Clinical Trials: Treating Tomorrow Today
- Created on September 13th, 2006
- By Journey to Wellness
George Watters found out he suffered from an aggressive form of liver cancer when his doctors opened him up to perform a biopsy. Because his disease was so advanced, the 60–year–old San Francisco man opted to participate in a new drug trial, taking a treatment step many African–Americans skip.
By doing so, they are missing out on a very important health care opportunity: the clinical trial.
Most clinical trial volunteers are white. Fear keeps many Black Americans away from clinical trials because they know about Tuskegee Institute studies from the 1930s, when a group of Black men with syphilis were followed for four decades without treatment.
Some good, however, came from the Tuskegee fiasco, says Otis Brawley, MD, associate director for cancer control and chief of the solid tumor service at the Winship Cancer Institute at Emory University.
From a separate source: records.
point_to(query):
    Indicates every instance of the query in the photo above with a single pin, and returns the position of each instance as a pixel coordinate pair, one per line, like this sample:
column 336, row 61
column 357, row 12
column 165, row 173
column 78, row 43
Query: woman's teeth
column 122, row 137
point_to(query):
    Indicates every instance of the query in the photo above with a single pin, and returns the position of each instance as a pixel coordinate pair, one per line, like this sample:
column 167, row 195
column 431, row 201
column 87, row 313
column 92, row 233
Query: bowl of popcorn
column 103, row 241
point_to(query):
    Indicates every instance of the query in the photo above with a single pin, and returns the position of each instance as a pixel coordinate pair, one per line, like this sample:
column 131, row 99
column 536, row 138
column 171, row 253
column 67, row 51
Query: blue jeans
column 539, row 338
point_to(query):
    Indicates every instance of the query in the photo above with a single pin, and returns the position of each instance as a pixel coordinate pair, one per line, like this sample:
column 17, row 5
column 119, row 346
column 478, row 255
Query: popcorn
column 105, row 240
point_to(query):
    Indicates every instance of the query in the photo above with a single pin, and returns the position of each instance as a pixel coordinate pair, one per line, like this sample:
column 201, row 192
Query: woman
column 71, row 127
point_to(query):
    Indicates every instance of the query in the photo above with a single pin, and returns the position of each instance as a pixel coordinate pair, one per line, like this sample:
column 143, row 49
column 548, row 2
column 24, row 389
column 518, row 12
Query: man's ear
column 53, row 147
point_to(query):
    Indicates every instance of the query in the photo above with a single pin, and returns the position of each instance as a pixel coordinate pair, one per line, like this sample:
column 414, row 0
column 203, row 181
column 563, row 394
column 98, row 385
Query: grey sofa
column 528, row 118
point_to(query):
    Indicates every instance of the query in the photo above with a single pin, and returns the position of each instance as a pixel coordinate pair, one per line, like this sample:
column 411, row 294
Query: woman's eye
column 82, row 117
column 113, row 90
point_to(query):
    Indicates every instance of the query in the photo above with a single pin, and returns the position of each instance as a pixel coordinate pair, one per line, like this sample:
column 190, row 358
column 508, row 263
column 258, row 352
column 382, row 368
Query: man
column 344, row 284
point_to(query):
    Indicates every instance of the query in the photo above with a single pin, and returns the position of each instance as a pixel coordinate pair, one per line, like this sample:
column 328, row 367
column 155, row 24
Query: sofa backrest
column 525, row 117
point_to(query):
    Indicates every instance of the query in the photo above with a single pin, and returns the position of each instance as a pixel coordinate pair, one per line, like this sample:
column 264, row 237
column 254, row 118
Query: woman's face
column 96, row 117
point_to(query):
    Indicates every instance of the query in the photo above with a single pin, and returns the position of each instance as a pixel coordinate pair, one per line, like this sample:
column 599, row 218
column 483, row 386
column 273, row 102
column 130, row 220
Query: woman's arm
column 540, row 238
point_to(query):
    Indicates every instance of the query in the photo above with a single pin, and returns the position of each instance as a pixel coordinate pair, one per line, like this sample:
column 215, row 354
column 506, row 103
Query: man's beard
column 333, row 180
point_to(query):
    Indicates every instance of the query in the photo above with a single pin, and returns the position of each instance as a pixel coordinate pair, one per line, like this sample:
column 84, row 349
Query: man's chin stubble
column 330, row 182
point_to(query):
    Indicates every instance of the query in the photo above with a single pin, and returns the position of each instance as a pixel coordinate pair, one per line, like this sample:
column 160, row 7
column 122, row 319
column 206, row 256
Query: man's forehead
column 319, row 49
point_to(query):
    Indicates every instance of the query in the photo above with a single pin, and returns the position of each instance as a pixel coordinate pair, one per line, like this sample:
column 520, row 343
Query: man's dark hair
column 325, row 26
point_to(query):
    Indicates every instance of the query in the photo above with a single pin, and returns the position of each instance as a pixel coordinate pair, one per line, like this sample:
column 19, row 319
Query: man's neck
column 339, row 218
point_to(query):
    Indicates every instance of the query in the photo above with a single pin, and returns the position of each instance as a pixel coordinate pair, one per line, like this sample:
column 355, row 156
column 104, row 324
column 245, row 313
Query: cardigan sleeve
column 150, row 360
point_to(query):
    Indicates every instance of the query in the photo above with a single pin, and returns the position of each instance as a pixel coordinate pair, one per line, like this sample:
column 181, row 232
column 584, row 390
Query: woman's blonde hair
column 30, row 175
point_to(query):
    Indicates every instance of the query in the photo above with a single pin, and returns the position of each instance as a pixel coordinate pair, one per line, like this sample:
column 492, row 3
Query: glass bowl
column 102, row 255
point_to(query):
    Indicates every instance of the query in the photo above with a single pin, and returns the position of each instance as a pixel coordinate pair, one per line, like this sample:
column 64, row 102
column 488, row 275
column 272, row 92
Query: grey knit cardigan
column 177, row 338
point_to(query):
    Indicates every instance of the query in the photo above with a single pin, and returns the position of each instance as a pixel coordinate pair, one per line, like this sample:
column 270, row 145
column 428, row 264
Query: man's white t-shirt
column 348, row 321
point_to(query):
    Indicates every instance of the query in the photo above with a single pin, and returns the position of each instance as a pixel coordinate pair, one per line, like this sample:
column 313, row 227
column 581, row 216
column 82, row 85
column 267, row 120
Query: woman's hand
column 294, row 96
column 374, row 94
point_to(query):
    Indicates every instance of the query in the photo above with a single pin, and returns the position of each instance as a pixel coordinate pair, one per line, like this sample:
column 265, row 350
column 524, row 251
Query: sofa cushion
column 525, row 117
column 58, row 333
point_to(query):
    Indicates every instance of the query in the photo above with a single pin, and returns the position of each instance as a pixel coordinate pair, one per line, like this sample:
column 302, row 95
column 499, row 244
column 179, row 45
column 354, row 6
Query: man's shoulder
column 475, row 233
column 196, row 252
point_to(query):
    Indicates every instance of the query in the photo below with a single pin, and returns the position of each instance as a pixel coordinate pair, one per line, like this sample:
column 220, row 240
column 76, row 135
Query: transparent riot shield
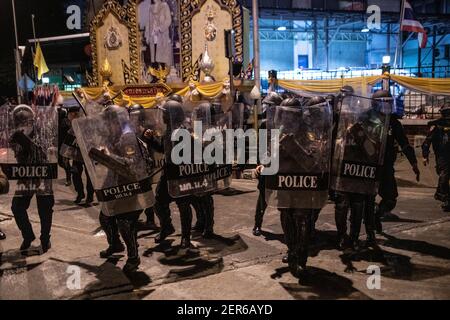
column 69, row 148
column 187, row 173
column 29, row 148
column 237, row 112
column 217, row 148
column 114, row 161
column 360, row 145
column 150, row 130
column 304, row 154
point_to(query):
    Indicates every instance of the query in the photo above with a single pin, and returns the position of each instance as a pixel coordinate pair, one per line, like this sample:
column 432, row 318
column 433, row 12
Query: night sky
column 50, row 18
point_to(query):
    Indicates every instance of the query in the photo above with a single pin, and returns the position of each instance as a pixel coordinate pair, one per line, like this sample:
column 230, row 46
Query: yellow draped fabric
column 324, row 87
column 209, row 91
column 439, row 87
column 310, row 87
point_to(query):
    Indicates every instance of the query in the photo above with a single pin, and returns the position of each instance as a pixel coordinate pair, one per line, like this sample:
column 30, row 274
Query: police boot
column 150, row 222
column 163, row 213
column 208, row 233
column 79, row 198
column 341, row 213
column 377, row 219
column 109, row 226
column 186, row 224
column 303, row 236
column 355, row 223
column 127, row 228
column 446, row 206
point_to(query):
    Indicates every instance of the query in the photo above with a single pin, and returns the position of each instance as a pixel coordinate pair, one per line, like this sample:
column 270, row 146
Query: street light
column 386, row 59
column 17, row 56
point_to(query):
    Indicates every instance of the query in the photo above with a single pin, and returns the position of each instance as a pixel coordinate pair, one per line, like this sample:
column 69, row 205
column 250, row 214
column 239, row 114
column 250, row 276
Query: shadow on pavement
column 418, row 246
column 233, row 192
column 319, row 284
column 395, row 266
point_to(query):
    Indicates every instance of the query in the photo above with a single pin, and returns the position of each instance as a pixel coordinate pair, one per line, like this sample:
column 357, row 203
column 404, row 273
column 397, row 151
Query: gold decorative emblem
column 130, row 151
column 161, row 73
column 106, row 72
column 210, row 28
column 113, row 39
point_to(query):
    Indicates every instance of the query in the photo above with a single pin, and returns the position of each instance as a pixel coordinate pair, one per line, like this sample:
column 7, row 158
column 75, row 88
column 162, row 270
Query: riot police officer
column 388, row 186
column 300, row 189
column 273, row 99
column 438, row 138
column 25, row 123
column 136, row 112
column 172, row 109
column 4, row 188
column 357, row 159
column 109, row 147
column 70, row 150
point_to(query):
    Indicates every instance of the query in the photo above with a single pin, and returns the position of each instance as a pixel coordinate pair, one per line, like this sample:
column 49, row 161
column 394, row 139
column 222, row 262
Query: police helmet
column 176, row 97
column 273, row 99
column 22, row 114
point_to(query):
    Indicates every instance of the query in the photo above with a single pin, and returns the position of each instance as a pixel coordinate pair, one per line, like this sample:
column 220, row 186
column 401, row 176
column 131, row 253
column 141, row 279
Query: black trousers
column 65, row 164
column 126, row 225
column 261, row 205
column 296, row 224
column 360, row 207
column 443, row 168
column 77, row 172
column 204, row 209
column 388, row 190
column 162, row 207
column 19, row 207
column 150, row 214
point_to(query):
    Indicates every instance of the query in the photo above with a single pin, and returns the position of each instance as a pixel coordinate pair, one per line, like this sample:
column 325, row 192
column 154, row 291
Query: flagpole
column 17, row 56
column 398, row 52
column 35, row 46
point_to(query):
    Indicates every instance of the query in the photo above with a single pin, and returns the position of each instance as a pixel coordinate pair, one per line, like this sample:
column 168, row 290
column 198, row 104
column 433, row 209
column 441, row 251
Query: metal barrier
column 416, row 105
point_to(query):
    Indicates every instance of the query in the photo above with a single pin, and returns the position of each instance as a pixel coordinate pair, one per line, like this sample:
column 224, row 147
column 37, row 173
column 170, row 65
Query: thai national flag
column 411, row 24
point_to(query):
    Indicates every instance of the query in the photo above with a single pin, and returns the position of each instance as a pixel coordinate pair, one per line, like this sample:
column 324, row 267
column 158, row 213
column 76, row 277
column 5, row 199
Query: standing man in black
column 63, row 129
column 439, row 139
column 4, row 188
column 388, row 186
column 272, row 99
column 71, row 150
column 30, row 147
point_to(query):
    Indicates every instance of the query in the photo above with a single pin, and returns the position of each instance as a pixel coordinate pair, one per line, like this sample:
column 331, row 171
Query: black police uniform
column 63, row 129
column 439, row 139
column 388, row 185
column 21, row 203
column 163, row 200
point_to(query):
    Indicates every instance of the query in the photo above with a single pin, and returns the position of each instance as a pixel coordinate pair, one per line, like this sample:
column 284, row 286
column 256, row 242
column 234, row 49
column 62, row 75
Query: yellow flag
column 39, row 62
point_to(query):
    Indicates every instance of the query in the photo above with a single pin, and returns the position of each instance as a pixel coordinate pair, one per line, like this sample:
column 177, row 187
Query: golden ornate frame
column 187, row 9
column 126, row 14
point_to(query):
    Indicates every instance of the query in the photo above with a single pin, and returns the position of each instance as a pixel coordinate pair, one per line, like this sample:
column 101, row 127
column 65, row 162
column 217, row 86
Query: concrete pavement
column 414, row 255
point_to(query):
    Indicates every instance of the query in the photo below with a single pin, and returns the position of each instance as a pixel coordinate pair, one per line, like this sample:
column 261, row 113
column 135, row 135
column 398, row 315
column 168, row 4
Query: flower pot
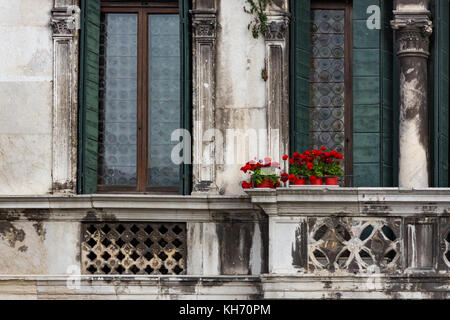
column 299, row 182
column 266, row 183
column 316, row 182
column 331, row 181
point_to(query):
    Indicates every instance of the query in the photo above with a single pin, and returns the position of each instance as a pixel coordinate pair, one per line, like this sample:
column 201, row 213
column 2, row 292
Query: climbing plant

Trials sponsored by government agencies like the National Cancer Institute and the Department of Defense are strictly regulated and must pass an institutional review board not connected with the research. Board members, usually from the community, scrutinize study protocols and evaluate appropriateness. These protocols were instituted to keep disasters like Tuskegee from happening again. So participants in today’s clinical trials have access to medicines that will become the treatment gold standard.
Many African–Americans feel more comfortable participating in trials conducted by Black physicians. Until recently, white doctors have done the lion’s share of studies, because pharmaceutical companies testing new medications targeted them most frequently. Thanks to the National Medical Association’s (a professional organization for primarily Black doctors) promotional efforts, more African–American physicians are conducting trials. But statistics show race is not a factor in determining outcome, particularly for cancers of the breast, colon, lung and prostate. Equal treatment produces equal outcomes, regardless of ethnic background, so Dr. Brawley opposes segregated studies.
If you want to be in a clinical trial, ask your doctor, who is often the best, most knowledgeable resource. Then participate in the informed consent process and meet with the doctors and nurses conducting the study. Review and sign the patient consent form, which outlines:
- what the study is
- why it’s being done
- who is eligible
- expected results
- known risks and side effects of drugs used
- how patients can withdraw
Before participating in a clinical trial, ask these questions:
- Who is sponsoring the research–a pharmaceutical company, a government agency like the NIH, or someone else?
- Who do I know in the medical community who can advise me about participating?
- Why am I taking this medicine and how will I benefit from it?
- What are the risks involved?
- Do the benefits outweigh the risks?
There are three types of clinical trials:
- Randomized–testing two commonly accepted therapies and comparing them. Patients are randomly selected by computer to determine which treatment they receive.
- Blinded–patients are not told which drug they will receive; sometimes doctors do not know either–these are double–blind trials.
- Placebo–patients in these trials may receive either a medication or a sugar pill that will not have any effect. Placebo trials are used to treat less serious conditions.
Investigate clinical trial opportunities near you. Here’s how:
- ask your doctor for referrals
- contact your nearest research university for a list of current studies
- volunteer if you do not have a disease; healthy volunteers are part of a control group.